Using the equations R(x)=-x^2+400x and C(x)=x^2+40x+100, find the Maximum Revenue
P(x) = R(x) - C(x)
P(x) =-x^2 +400x -x^2 -40x -100
P(x) -2x^2 + 360x -100
P'(x) = -2x +360
solve for x
0 = -2x + 360
P(x) = R(x) - C(x)
P(x) =-x^2 +400x -x^2 -40x -100
P(x) -2x^2 + 360x -100
P'(x) = -4x +360
solve for x
0 = -4x + 360
R'(x ) -2x + 400
0 = -2x + 400
2x = 400
x = 200
R(200) = -(200)^2 + 400(200)
-40000 + 80000 = 40000
To find the maximum revenue, we need to determine the value of x that maximizes the revenue function.
The revenue function, R(x), is given by R(x) = -x^2 + 400x, where x represents the quantity of the item being sold.
To find the maximum revenue, we can use calculus. We need to take the derivative of R(x) and set it equal to zero to find the critical points. Then, we can determine the second derivative at those critical points to check for the maximum.

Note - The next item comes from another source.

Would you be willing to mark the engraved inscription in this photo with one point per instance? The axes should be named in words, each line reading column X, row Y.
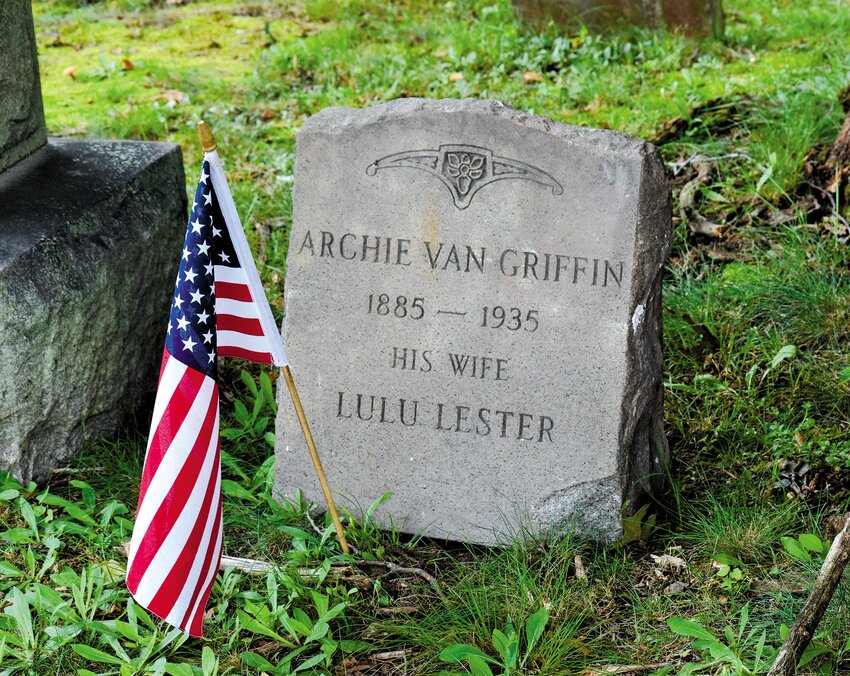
column 465, row 169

1. Find the derivative of R(x):
R'(x) = -2x + 400
2. Set the derivative equal to zero:
-2x + 400 = 0
-2x = -400
x = 200
So, x = 200 is a critical point.
3. Determine the second derivative of R(x):
R''(x) = -2
4. Substitute the critical point (x = 200) into the second derivative:
R''(200) = -2
Since the second derivative is negative, this indicates that x = 200 is a local maximum.
Now, let's calculate the maximum revenue.
Plug the critical point (x = 200) into the revenue function R(x):
R(200) = -(200)^2 + 400(200)
R(200) = -40000 + 80000
R(200) = 40000
Therefore, the maximum revenue is $40,000.